Resulta que nada más volver a Valencia (después de unas buenas y alegres vacaciones ¡Eso si!) veo una ambulancia en Marqués del Turia llevándose un cuerpo que me imagino sin vida, al entrever que estaba “empaquetado” en ese papel de aluminio tan especial. Lo veo así, de paso, sin pensar mucho más y voy a mi cita. Al día, siguiente, mi portero (un señor genial, la verdad. Lo escribo porque sé que lee mis artículos, pero, sobre todo, porque es cierto), Alberto, me pregunta si conocía aquel argelino, mendigo que vivía (malvivía) en nuestras calles. ¡Y vaya si lo conocía! Es más, lo llamaba mi amigo “homeless”. Le daba comida, agua, dinero e incluso conversación, ya que hablaba francés también. A parte, era una persona educada, con sentido del humor, que no pedía realmente nada y que nunca estaba borracho. Le presentaba a mis hijos y amigos cuando lo veíamos por la calle, y era una persona más en el paisaje de mi vida cotidiana. Parece estúpido, pero me emocioné cuando comprendí que aquel cuerpo que se llevaba la ambulancia era el suyo. Me entristeció mucho. Casi empecé a echarle de menos. Y pensé que tenía que haberle ayudado más, que aquella vez que no me quedé a hablar por falta de tiempo debía de haber hecho un esfuerzo.

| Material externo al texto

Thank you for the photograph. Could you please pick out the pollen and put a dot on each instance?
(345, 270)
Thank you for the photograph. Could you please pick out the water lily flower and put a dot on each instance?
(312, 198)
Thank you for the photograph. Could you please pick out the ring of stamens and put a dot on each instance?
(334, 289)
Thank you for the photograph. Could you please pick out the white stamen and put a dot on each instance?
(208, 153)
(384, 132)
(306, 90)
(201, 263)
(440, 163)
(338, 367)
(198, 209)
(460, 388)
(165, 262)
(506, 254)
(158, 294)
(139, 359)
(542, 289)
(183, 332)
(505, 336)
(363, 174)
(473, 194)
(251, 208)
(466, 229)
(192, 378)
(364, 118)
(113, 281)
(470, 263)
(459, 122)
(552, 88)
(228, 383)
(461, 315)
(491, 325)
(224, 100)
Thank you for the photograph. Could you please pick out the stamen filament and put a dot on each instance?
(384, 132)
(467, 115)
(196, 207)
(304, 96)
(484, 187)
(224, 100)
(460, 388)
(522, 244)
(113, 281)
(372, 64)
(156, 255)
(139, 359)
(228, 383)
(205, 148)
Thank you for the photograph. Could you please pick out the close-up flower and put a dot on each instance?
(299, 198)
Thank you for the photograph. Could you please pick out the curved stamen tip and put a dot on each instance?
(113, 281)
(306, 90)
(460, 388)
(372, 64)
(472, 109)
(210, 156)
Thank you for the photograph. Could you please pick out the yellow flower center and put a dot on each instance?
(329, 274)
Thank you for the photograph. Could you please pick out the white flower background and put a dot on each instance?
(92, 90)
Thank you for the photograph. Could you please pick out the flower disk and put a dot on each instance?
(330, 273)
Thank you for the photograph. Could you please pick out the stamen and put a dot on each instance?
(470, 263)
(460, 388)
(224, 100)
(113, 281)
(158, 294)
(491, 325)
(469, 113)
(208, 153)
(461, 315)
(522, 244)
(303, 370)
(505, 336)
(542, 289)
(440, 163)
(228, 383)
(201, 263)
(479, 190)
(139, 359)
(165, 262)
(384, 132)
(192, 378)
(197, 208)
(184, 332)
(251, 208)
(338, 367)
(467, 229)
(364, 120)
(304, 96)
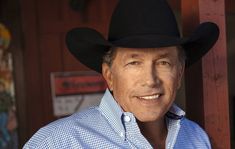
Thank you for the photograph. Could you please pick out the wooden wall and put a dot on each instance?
(45, 24)
(39, 27)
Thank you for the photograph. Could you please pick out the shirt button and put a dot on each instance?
(127, 118)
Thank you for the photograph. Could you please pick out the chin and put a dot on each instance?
(149, 119)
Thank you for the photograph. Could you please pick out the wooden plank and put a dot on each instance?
(213, 107)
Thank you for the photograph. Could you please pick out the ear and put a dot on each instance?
(180, 75)
(107, 74)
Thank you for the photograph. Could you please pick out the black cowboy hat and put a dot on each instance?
(140, 24)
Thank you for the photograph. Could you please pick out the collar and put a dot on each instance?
(112, 111)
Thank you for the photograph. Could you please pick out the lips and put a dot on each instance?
(150, 97)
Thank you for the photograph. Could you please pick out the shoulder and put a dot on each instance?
(63, 129)
(191, 134)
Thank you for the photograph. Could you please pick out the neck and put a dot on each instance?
(155, 132)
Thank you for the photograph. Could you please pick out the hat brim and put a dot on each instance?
(89, 46)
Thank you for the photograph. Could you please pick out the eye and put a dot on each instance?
(164, 63)
(134, 63)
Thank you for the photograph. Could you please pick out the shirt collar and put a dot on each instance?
(113, 112)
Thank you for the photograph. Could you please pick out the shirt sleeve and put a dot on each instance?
(192, 136)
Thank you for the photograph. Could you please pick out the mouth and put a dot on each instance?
(149, 97)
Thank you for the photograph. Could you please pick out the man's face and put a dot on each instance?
(144, 81)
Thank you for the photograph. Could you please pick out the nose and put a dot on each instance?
(151, 78)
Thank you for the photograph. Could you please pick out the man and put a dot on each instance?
(142, 61)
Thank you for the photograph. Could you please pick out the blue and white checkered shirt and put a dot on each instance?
(107, 126)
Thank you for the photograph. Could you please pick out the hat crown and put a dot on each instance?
(138, 17)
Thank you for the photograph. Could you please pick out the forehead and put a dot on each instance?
(146, 52)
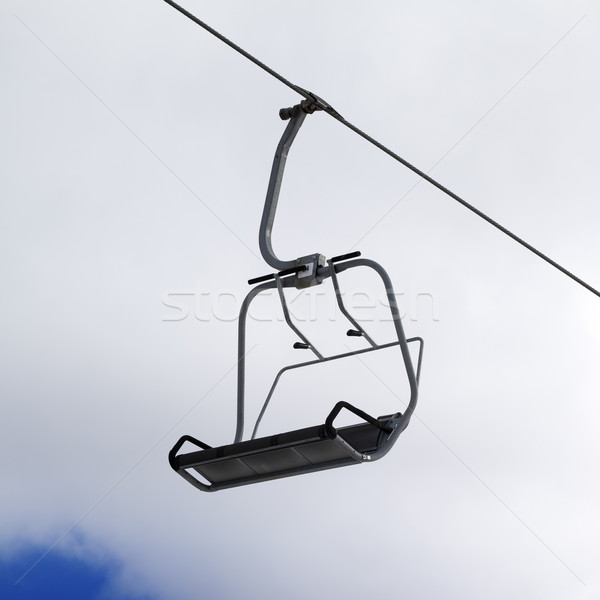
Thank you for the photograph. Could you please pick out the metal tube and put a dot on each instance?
(266, 223)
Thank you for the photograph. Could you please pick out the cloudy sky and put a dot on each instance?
(136, 151)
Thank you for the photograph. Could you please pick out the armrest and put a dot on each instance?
(363, 415)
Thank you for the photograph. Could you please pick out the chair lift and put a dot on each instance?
(322, 446)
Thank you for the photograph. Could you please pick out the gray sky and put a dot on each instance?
(136, 152)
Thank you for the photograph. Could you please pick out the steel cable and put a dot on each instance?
(333, 113)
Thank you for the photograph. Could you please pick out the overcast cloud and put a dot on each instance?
(136, 151)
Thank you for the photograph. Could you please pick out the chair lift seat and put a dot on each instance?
(292, 453)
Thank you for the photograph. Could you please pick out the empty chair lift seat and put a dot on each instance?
(292, 453)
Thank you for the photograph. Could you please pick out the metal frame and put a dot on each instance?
(301, 273)
(399, 422)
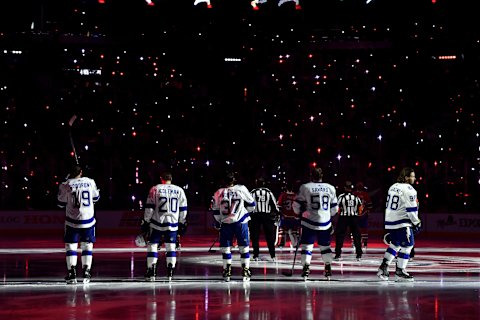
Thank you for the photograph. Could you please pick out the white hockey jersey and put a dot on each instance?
(233, 204)
(401, 209)
(317, 203)
(166, 206)
(78, 196)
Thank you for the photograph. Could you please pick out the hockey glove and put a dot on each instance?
(387, 239)
(332, 230)
(182, 228)
(417, 228)
(277, 221)
(145, 226)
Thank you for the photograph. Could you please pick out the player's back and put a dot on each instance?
(318, 196)
(81, 194)
(285, 202)
(168, 199)
(401, 199)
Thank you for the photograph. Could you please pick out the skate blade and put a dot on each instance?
(382, 277)
(398, 279)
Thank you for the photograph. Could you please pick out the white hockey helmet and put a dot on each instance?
(140, 241)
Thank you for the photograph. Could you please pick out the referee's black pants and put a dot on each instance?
(259, 220)
(343, 223)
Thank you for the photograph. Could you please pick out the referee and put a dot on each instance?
(350, 206)
(264, 215)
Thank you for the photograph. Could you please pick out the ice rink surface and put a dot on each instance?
(446, 286)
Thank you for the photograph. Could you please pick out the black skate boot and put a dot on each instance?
(71, 277)
(402, 276)
(86, 274)
(151, 273)
(382, 272)
(328, 271)
(306, 272)
(170, 270)
(227, 273)
(246, 274)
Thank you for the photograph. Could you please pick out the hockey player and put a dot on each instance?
(231, 206)
(78, 195)
(165, 215)
(316, 202)
(290, 222)
(401, 221)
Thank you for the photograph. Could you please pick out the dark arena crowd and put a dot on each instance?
(357, 88)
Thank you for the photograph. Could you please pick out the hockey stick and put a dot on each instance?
(289, 273)
(215, 241)
(70, 124)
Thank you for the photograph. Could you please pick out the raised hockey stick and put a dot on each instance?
(70, 124)
(215, 241)
(289, 273)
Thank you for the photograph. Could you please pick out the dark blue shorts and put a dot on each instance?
(239, 230)
(309, 236)
(75, 235)
(402, 237)
(161, 237)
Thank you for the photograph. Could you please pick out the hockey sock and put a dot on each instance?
(71, 254)
(87, 254)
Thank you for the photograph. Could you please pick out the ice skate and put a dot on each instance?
(151, 273)
(328, 271)
(306, 272)
(402, 276)
(246, 274)
(227, 273)
(71, 277)
(86, 274)
(170, 270)
(382, 272)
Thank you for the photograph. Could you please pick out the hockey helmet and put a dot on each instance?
(140, 241)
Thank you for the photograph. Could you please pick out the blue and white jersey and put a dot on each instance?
(166, 206)
(401, 209)
(317, 203)
(78, 196)
(232, 204)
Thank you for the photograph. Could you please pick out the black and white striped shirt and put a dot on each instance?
(349, 204)
(265, 200)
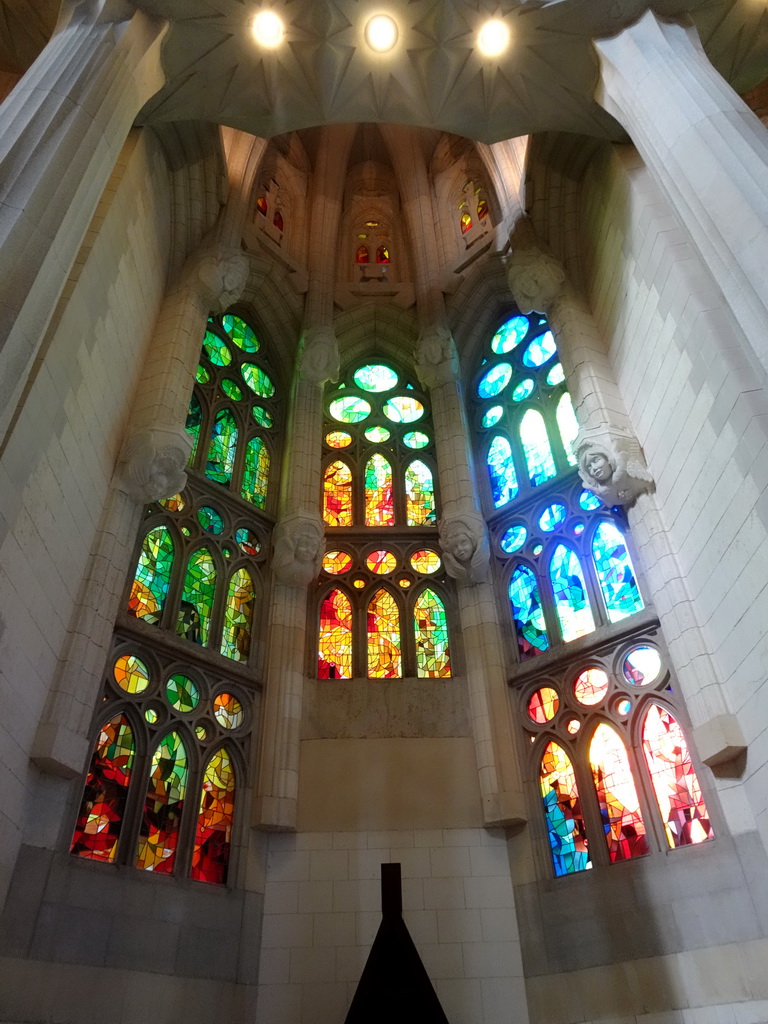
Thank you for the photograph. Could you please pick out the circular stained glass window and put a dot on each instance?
(182, 692)
(378, 434)
(591, 686)
(375, 378)
(492, 416)
(227, 711)
(415, 438)
(336, 562)
(543, 705)
(257, 380)
(425, 561)
(381, 562)
(349, 409)
(210, 519)
(540, 349)
(513, 539)
(131, 674)
(552, 517)
(642, 666)
(495, 380)
(403, 410)
(523, 389)
(248, 542)
(510, 336)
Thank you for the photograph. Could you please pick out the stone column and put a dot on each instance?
(607, 449)
(64, 126)
(707, 151)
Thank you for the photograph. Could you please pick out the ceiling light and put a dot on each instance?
(267, 28)
(493, 38)
(381, 33)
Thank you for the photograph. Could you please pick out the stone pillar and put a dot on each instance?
(611, 464)
(705, 147)
(64, 126)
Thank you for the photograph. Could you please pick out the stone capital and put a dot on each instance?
(611, 465)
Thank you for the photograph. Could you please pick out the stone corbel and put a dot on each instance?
(612, 466)
(465, 548)
(299, 546)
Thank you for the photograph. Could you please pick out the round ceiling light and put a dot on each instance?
(381, 33)
(267, 28)
(493, 38)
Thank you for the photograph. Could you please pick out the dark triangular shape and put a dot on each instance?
(394, 985)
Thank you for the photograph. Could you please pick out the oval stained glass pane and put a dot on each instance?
(571, 601)
(415, 439)
(495, 380)
(336, 562)
(248, 542)
(349, 409)
(492, 416)
(425, 561)
(527, 612)
(523, 390)
(539, 458)
(375, 377)
(615, 572)
(131, 674)
(228, 711)
(502, 473)
(210, 519)
(403, 410)
(510, 335)
(620, 807)
(241, 333)
(591, 687)
(552, 517)
(540, 349)
(562, 809)
(381, 562)
(513, 539)
(182, 692)
(676, 785)
(642, 666)
(257, 380)
(216, 349)
(335, 640)
(543, 705)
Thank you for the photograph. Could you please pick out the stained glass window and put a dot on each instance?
(100, 817)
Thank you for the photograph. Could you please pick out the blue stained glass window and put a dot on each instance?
(571, 601)
(527, 612)
(537, 448)
(504, 484)
(615, 572)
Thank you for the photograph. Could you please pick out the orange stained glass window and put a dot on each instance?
(335, 658)
(675, 782)
(337, 495)
(213, 834)
(383, 637)
(379, 500)
(620, 806)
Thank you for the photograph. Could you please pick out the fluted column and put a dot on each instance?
(61, 130)
(706, 148)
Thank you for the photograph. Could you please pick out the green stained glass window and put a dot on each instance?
(153, 576)
(163, 807)
(222, 449)
(615, 572)
(257, 380)
(241, 333)
(236, 637)
(432, 657)
(256, 473)
(197, 598)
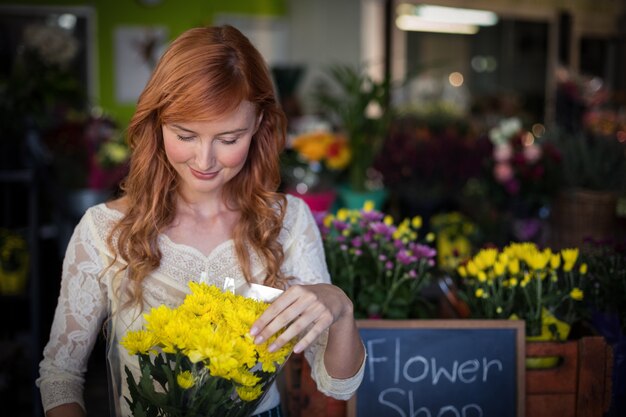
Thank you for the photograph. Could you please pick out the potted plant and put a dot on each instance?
(360, 107)
(593, 177)
(382, 266)
(311, 164)
(14, 260)
(543, 287)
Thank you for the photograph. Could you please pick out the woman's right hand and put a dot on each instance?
(66, 410)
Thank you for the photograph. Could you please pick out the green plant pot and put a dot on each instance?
(562, 332)
(354, 200)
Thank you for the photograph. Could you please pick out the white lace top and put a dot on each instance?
(86, 300)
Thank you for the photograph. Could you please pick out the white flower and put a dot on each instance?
(54, 45)
(506, 129)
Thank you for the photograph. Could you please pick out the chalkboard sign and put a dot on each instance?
(441, 368)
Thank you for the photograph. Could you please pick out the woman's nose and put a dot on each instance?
(205, 155)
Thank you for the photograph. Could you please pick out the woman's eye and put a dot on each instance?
(228, 141)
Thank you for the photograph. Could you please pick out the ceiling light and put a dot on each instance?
(416, 23)
(430, 18)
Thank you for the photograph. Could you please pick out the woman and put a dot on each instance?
(200, 203)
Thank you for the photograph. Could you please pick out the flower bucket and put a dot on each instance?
(552, 329)
(354, 200)
(583, 214)
(13, 282)
(318, 202)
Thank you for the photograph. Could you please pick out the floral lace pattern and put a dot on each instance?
(87, 298)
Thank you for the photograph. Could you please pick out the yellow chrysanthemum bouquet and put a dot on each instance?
(522, 281)
(199, 358)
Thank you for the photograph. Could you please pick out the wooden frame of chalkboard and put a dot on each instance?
(430, 368)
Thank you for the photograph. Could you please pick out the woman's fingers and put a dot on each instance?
(302, 311)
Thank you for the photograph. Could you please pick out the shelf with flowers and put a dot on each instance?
(519, 182)
(568, 373)
(199, 356)
(593, 179)
(311, 166)
(606, 289)
(359, 106)
(544, 288)
(383, 266)
(14, 262)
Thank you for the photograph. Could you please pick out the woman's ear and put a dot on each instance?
(258, 122)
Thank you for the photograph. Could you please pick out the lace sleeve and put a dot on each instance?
(306, 262)
(79, 313)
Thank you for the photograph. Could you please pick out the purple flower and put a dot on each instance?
(405, 257)
(357, 242)
(340, 226)
(423, 251)
(382, 229)
(372, 216)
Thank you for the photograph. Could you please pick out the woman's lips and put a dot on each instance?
(203, 175)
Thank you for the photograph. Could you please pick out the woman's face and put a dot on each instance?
(206, 155)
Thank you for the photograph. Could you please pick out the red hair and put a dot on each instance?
(205, 71)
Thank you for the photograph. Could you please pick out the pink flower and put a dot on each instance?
(502, 153)
(503, 172)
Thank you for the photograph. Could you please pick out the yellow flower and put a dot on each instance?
(342, 213)
(499, 268)
(338, 154)
(555, 261)
(569, 258)
(577, 294)
(313, 145)
(462, 271)
(249, 393)
(416, 222)
(513, 266)
(185, 380)
(472, 269)
(485, 258)
(138, 342)
(538, 260)
(328, 220)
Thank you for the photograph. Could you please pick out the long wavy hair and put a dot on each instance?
(205, 71)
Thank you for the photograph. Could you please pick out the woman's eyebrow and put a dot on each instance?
(178, 127)
(228, 132)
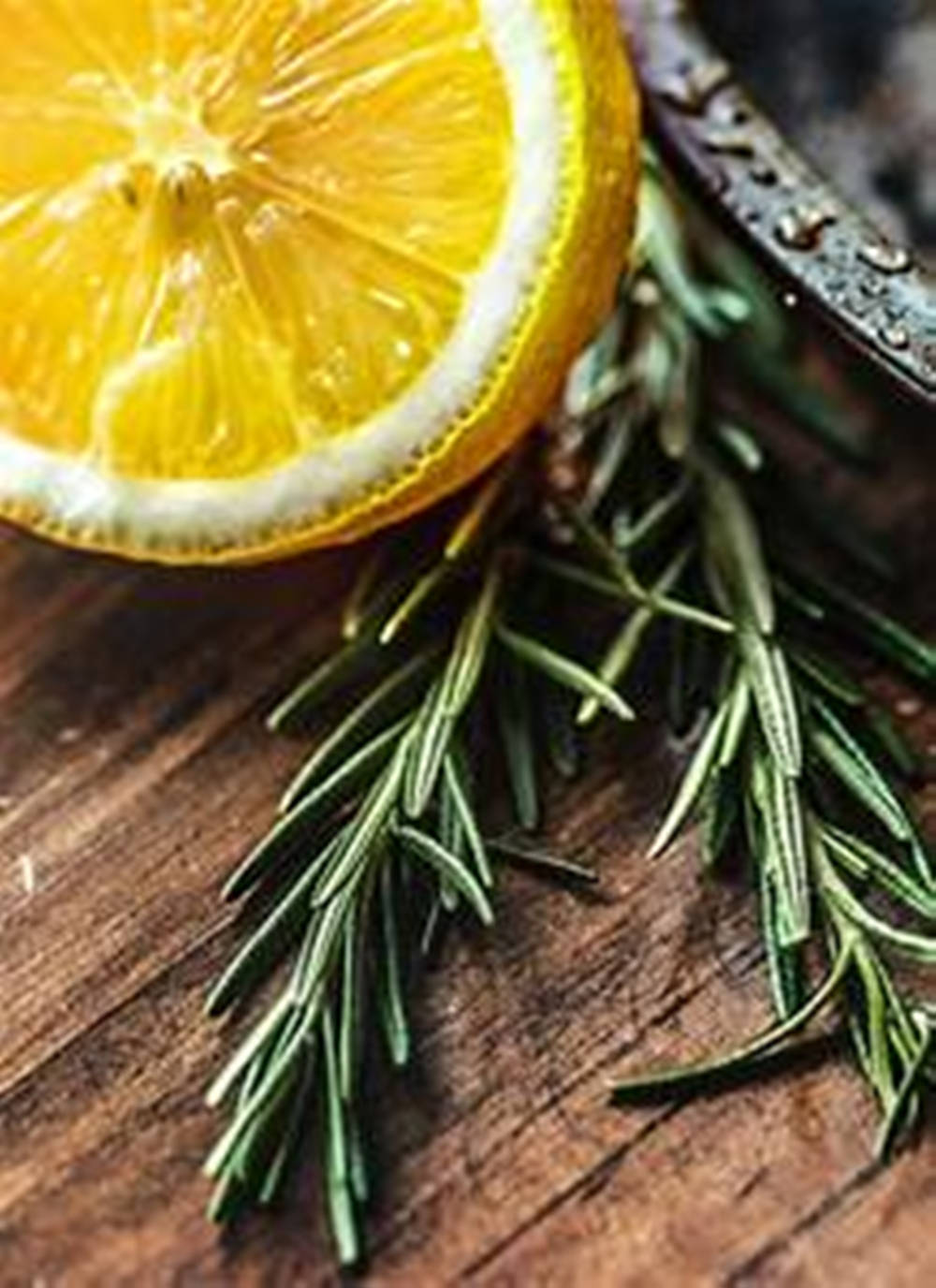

Por otro lado, para aliviar mi tristeza pensé que él estaría ahora mejor allí arriba (aunque todavía no tenga ninguna certeza total al respecto) Dos días después, conversando con mi hijo, le volvía a decir que “siempre que uno puede hacer una buena acción para alguien, la tiene que hacer”. Me contestó: “pues, si mamá, cuando puedo lo hago. Justo anteayer, le compré agua y Fanta a tu amigo el vagabundo. Lo vi con sangre en la boca, le pregunté si quería que llamara a una ambulancia, pero dijo que no y le compré las bebidas”. Me emocioné al contarle que unas horas después, ese hombre murió y me hizo ilusión comprobar que mi hijo (16 años) podía gastar de su dinero de bolsillo para ayudar a alguien. Los dos con lágrimas, recordando a aquel señor ¡Ni sabíamos su nombre! Ahora sé que se llamaba Rachid porque resulta que varias personas del barrio le ayudaban. Y cuando ayer hablé de este tema con mi hija, lo mismo: lágrimas y tristeza pensando que, al menos, habíamos podido hacerle un pelín menos dura la vida a ese señor ¿La moraleja? que no debemos escatimar esfuerzos a la hora de dar tiempo, dinero, comida, o sonrisas. Que está al alcance de todos el alegrar la vida a los demás. Da más sentido a la nuestra y, en el fondo, nos hace más felices. Que nos permite relativizar los pequeños problemas que nos abruman y saborear la suerte que tenemos por tener un techo y algo de comida. También, que es muy bonito dar dinero a las ONGs que luchan contra la pobreza en África o en Asia, pero que abajo mismo de nuestra casa hay gente que necesita nuestro apoyo.